Crabbie zuckte mit den Schultern. »Na ja, ist doch jetzt eh alles zwecklos, oder?«

»Ja, da hast du wohl recht.«

Wir gingen weiter. Der Regen und der Sonntag hatten bis auf die richtig Hartnäckigen alle ferngehalten, und der Warteraum war leer, abgesehen von einem verrückt aussehenden Mann, der seinen Arm mit Toilettenpapier verbunden hatte.

Hattie Jacques sah uns hereinkommen. »Guten Tag, die Herren. Sie werden sich beeilen müssen, wenn Sie zu Dr. Cathcart wollen. Ihr Büro ist die letzte Tür rechts.«

Wir gingen den dunklen Gang entlang. Ich sah auf die Uhr. Es war fast zehn Uhr, und mir knurrte der Magen.

»Ich bin am Verhungern«, sagte ich.

»Willst du einen halben Mars-Riegel?«, fragte McCrabban.

»Ich würde dafür morden.«

Er fischte einen Riegel aus der Tasche, brach ihn durch und gab mir die Hälfte. Wir aßen ihn vor Lauras Büro. Drinnen konnten wir sie zu »Heart of Glass« von Blondie mitsingen hören. Sie sang schiefer als der Turm zu Pisa.

Ich grinste McCrabban an, er grinste zurück. Wir klopften an.

Das Radio verstummte urplötzlich.

»Herein!«

Ihr Büro war klein und dunkel, voll mit Büchern, Akten und ein paar anatomischen Schaubildern. Keinerlei weiblicher, heimeliger Touch. Der Eindruck, den sie deutlich vermitteln wollte, lautete: Geschäft, nichts anderes.

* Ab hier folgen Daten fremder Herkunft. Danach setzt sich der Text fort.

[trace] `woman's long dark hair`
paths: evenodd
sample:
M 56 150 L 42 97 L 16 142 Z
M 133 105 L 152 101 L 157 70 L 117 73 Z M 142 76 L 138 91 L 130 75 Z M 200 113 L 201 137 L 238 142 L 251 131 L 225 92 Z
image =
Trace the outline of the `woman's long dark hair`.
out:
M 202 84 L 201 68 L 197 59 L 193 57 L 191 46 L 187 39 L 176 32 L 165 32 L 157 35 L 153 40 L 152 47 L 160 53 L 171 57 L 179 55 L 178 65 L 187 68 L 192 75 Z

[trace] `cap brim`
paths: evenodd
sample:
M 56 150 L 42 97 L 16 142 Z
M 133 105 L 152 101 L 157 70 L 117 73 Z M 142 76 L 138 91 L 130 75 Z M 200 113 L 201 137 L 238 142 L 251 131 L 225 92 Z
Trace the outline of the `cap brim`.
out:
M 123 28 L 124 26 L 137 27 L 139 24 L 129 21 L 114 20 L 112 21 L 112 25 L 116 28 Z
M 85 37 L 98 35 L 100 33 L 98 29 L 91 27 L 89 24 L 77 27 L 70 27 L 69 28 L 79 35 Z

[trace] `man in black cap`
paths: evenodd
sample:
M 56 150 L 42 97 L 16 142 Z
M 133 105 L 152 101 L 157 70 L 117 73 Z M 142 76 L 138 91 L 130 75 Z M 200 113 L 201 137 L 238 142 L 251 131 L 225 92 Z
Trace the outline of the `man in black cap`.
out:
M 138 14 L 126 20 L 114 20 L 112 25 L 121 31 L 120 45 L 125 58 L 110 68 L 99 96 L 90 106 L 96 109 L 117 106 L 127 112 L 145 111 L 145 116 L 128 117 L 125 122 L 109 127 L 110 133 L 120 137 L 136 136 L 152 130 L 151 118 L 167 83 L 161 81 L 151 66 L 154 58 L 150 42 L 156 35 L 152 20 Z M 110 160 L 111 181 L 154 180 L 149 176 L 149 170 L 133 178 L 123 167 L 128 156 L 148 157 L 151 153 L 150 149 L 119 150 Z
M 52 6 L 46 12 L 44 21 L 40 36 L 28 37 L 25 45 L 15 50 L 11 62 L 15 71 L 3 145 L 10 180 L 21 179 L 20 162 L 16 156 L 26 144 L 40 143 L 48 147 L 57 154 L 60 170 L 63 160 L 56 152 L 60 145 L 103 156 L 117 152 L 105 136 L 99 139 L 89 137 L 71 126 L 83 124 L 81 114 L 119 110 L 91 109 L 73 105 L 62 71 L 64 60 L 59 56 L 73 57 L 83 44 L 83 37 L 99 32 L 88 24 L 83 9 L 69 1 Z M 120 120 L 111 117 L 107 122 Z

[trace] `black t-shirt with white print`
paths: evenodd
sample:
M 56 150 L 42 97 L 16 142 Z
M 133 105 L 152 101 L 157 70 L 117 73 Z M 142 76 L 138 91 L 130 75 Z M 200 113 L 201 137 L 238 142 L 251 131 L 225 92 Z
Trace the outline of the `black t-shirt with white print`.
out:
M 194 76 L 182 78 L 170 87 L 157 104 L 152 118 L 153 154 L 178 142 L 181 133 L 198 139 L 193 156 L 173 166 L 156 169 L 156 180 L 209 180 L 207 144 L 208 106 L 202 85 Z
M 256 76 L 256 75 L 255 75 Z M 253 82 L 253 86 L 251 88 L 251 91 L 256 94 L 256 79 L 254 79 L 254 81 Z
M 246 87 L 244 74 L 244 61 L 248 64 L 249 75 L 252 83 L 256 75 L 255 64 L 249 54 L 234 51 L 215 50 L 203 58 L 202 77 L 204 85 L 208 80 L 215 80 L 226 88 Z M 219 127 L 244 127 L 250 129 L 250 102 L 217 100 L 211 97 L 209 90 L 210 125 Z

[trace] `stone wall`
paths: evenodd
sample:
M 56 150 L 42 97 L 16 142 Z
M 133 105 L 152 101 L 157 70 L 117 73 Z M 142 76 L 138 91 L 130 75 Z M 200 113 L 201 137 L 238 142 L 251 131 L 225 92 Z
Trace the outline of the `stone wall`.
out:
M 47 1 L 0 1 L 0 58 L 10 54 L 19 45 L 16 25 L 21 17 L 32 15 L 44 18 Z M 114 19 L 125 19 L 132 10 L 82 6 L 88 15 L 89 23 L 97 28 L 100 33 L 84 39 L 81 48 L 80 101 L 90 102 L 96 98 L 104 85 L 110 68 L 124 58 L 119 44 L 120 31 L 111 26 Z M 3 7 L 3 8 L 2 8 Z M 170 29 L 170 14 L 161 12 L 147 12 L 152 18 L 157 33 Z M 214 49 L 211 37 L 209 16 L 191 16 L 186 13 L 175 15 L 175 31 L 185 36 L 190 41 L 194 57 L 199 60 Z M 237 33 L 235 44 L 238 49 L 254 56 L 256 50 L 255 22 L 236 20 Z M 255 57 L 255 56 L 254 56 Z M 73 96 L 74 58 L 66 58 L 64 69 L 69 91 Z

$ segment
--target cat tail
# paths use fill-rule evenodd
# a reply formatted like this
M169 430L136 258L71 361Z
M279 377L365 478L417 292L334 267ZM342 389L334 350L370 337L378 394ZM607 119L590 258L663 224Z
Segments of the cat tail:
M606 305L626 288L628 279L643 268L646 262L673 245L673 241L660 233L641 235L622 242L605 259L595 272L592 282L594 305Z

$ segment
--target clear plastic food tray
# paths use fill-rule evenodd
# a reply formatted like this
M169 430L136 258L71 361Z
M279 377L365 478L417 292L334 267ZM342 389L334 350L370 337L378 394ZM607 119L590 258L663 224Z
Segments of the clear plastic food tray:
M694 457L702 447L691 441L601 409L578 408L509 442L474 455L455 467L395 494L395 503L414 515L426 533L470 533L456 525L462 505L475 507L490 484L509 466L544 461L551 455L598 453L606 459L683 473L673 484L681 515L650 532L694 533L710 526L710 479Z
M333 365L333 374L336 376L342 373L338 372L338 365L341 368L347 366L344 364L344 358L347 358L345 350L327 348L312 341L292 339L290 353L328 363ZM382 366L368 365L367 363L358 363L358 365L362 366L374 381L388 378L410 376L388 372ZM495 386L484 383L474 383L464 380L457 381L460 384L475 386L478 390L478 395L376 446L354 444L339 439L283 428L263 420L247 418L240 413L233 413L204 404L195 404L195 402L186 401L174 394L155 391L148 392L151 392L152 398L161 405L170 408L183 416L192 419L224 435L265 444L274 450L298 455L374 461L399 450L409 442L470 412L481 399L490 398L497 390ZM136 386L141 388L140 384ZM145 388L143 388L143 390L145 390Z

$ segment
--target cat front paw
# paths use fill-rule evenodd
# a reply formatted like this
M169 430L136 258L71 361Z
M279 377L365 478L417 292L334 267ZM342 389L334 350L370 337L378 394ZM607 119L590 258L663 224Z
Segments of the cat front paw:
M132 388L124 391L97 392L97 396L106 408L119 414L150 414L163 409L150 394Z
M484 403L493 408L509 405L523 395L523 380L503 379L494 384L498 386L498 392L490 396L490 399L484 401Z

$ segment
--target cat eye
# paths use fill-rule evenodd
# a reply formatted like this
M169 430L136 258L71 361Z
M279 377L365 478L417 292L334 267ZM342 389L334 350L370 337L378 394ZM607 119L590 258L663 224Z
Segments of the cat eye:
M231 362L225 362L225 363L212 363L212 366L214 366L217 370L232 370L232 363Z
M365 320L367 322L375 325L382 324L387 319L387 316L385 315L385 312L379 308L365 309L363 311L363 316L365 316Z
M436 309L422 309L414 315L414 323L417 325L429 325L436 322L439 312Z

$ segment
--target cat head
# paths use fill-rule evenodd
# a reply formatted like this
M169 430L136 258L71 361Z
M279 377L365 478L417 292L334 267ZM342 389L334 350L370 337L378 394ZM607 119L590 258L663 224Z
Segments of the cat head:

Wir begrüßten sie und setzten uns. Der Blick ging hinter ihr hinaus auf die Krankenhausmauer und den Knockagh Hill dahinter.

Sie sah bezaubernd aus. Ihre Lippen waren rot, die Wangen rosig, das Haar fiel in Wellen herab, ihr Gesicht strahlte. Keine Ahnung, wie ich das bisher hatte übersehen können. Sie war atemberaubend schön.

An der Wand hing ein Foto von ihrer Abschlussklasse an der University of Edinburgh, und selbst in Talar und Hut stach sie unter allen anderen heraus. Die Kamera liebte sie. Vielleicht lag das an ihren Elfenaugen, vielleicht an diesen kessen, vollen, flaumigen Lippen.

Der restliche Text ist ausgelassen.